For those who never had a chance to meet York, who taught the Fetzers, and then the Benzigers, and then Sting, and then Cowhorn, and then then then all the others, the film is an invaluable way to see the man and a little bit of his wisdom. Alas, he died too early, passing away in 2014 at the age of 62. You can catch a fleeting glimpse of him in the clip below.

The film won one of the Mill Valley Film Festival's audience awards for best documentary and will premiere in movie theaters this spring. Until then, you can enjoy clips from Apricot Lane Farms' web site that give you vignettes that are reworked in the feature length film. These segments have already appeared on Oprah's Sunday programming.

Even though these clips are about a farm, they are essential viewing for anyone trying to understand what Biodynamic vineyards are about, as the idea that Biggest Little Farms embodies is the farm as ecosystem, in which biodiversity - both cultivated and wild - is a major player.

As York says, "diversity, diversity, diversity." Indeed, York convinced the Chesters to plant 76 different varieties of fruit trees in their orchards.

And as the agricultural diversity increased, so did the natural wildlife that returned to the land - monarchs feasting on milkweed, raptors and owls flying the skies.
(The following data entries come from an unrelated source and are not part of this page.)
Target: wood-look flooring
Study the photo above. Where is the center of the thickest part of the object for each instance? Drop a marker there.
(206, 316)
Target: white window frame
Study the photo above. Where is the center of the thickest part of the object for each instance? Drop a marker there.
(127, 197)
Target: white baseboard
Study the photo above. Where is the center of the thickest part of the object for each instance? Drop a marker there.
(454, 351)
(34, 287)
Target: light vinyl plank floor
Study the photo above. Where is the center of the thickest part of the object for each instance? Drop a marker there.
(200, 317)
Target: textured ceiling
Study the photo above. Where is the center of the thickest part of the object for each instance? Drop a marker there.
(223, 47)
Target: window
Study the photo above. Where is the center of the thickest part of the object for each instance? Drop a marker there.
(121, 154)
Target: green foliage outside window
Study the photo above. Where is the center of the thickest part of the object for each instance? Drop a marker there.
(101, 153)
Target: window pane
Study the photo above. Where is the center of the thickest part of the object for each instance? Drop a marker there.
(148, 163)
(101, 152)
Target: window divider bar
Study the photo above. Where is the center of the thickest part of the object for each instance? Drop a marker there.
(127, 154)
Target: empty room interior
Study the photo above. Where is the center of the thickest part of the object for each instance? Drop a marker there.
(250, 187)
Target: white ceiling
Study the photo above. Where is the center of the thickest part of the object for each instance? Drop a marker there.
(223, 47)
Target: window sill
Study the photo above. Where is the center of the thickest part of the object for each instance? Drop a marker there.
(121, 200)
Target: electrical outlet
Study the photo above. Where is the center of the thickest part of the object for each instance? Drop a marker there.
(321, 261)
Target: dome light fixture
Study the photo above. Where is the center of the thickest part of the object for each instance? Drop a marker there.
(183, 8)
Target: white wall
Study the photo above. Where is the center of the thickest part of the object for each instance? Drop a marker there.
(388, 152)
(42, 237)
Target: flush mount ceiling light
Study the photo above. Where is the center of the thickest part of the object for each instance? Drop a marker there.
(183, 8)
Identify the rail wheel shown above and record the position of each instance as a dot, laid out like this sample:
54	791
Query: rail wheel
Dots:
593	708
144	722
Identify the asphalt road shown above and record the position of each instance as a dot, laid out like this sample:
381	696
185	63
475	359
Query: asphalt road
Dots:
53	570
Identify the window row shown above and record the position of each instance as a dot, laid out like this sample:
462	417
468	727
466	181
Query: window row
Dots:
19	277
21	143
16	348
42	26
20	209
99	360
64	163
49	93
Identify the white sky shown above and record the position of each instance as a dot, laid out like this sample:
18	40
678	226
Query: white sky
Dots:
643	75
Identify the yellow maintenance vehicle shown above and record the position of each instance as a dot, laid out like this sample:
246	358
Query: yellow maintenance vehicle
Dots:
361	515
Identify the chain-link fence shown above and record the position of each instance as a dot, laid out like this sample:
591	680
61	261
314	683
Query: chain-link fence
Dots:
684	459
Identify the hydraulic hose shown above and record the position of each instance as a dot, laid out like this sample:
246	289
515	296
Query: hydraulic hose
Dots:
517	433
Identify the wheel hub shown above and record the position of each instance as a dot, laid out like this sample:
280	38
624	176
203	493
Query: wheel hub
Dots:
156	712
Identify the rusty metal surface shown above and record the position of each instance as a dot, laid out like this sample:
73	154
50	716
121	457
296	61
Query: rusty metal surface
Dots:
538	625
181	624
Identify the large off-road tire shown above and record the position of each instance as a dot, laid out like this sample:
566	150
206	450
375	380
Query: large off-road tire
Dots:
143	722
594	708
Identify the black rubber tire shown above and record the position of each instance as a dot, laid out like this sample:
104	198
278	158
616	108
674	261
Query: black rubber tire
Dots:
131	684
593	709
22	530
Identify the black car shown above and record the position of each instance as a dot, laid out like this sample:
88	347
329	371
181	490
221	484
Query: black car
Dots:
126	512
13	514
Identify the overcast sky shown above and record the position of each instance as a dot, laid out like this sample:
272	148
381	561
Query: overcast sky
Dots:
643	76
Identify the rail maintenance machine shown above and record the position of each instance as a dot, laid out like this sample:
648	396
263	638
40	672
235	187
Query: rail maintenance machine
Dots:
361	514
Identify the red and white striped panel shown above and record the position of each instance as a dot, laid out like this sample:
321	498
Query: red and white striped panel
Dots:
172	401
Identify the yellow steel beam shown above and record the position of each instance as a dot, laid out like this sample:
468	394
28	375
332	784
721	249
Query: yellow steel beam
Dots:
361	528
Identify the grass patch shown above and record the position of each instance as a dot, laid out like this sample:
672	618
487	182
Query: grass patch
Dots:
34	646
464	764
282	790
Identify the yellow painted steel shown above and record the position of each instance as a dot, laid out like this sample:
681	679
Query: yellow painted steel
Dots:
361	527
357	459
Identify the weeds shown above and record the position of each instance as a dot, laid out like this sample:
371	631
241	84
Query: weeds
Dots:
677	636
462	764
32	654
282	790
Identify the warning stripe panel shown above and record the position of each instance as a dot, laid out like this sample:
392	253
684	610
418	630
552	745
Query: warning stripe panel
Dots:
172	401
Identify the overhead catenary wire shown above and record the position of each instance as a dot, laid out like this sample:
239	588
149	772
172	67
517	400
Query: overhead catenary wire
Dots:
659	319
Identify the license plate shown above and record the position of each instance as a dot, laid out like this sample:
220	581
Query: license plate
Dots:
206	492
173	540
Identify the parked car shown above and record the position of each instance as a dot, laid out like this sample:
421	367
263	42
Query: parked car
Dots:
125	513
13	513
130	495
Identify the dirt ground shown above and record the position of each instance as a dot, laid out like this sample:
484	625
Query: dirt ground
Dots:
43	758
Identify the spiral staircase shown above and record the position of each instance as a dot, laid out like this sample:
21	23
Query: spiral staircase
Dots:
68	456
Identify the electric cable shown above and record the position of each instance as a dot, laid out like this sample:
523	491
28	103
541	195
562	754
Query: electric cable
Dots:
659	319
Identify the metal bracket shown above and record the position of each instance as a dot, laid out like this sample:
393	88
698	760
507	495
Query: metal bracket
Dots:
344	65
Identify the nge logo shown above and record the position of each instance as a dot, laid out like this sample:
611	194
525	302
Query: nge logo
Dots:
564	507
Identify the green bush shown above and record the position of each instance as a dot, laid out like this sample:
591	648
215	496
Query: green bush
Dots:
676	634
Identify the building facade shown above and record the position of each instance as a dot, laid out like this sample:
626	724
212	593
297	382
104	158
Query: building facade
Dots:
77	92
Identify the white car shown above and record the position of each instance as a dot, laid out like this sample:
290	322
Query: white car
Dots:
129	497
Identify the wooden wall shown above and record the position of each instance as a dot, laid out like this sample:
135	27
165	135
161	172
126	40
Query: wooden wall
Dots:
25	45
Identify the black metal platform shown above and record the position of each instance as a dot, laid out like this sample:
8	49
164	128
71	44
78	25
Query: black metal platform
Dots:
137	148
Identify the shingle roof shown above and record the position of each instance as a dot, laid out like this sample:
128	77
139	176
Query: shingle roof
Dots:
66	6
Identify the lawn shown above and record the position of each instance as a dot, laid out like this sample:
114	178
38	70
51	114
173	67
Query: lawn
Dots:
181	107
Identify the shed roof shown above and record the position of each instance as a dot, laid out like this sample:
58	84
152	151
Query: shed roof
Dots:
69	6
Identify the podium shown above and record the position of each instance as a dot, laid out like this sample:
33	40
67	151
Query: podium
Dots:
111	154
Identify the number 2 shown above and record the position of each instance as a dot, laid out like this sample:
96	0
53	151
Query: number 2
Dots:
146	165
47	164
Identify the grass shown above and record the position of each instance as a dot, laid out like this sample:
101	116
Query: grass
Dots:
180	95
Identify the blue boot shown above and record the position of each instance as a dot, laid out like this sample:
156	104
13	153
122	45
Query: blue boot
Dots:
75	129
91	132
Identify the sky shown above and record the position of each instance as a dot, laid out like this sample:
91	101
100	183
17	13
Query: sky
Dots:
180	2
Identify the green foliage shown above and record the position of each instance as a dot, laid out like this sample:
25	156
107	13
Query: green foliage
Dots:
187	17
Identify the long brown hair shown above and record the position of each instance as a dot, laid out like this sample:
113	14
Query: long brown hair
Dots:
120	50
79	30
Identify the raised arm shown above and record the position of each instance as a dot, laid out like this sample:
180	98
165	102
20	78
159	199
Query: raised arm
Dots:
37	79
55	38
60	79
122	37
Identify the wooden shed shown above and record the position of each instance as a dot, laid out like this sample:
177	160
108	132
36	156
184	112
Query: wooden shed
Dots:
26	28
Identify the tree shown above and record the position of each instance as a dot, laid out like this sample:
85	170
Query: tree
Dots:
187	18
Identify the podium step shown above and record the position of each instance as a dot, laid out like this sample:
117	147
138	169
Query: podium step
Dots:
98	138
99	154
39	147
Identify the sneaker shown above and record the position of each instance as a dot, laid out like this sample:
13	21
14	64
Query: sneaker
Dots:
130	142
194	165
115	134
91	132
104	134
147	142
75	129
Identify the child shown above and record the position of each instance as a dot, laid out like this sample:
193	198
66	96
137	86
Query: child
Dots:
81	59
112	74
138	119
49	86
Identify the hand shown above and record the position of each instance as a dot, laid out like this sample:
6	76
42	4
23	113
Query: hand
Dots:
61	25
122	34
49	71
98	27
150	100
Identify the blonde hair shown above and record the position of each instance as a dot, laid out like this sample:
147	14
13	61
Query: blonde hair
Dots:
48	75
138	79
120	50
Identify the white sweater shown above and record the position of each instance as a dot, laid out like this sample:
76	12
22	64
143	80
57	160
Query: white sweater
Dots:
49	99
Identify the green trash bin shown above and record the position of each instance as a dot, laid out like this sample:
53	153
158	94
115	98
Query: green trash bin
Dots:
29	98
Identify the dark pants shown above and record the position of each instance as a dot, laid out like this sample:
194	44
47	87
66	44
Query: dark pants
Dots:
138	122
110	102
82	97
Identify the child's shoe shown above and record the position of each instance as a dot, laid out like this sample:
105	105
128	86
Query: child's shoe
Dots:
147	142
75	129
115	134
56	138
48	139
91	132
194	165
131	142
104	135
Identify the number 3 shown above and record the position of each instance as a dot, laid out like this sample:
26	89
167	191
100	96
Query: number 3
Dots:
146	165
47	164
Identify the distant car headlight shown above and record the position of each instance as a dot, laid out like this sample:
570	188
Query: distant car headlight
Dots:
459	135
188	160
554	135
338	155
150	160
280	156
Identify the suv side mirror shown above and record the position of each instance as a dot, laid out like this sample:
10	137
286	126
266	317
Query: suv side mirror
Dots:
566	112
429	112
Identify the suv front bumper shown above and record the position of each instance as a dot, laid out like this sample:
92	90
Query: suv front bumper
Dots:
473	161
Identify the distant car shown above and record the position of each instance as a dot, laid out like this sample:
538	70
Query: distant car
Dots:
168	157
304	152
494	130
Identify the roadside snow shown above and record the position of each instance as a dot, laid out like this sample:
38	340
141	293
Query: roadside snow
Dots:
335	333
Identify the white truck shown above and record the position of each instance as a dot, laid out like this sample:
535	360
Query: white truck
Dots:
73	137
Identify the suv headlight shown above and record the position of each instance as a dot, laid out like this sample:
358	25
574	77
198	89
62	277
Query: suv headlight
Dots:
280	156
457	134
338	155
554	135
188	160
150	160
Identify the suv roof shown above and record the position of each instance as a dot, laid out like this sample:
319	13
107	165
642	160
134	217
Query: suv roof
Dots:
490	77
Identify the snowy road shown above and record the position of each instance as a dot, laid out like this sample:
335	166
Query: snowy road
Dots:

These creatures were welcome. Snails, gophers and coyotes, who also came, were not. The plot thickens.

Taking a barren, burnt out farm, suffering from years of chemical practices, and turning it into the abundant Garden of Eden is a miracle we don't often get a chance to see before our very eyes.

We owe a lot to both the farming and filmmaking teams for giving us a sense of what is possible - not just potentially but in reality. The team filmed over a period of 7 years. (For the feature, they set up an editing suite in the barn so John could keep farming as well as filmmaking.) Interns helped shoot footage.

Rarely does a film team gets a chance to follow a farm story transformation both before and after over that long of an arc of time.

Critics have been glowing in their reviews. After seeing the film at the prestigious Telluride Film Festival, Variety film critic Peter DeBruge wrote this:
"No matter how important the message, it's kind of a drag to sit through so many alarmist lectures about how the world is going to end and what humans are doing to speed along its destruction. That's what makes The Biggest Little Farm feel like fresh air for the soul..."
At the end of the film, the Chesters reflect that "observation followed by creativity has become our greatest ally." Alan York would be proud.

Enjoy more of the 20+ video clips on the Apricot Lane Farm website. It's a welcome distraction.

Apricot Lane also offers real life tours and internships.

Postscript: For those who are attending the Biodynamic Association's annual conference (held this year in Portland, Oregon), there will be a screening of the film at 12:30 on Friday, Nov. 16.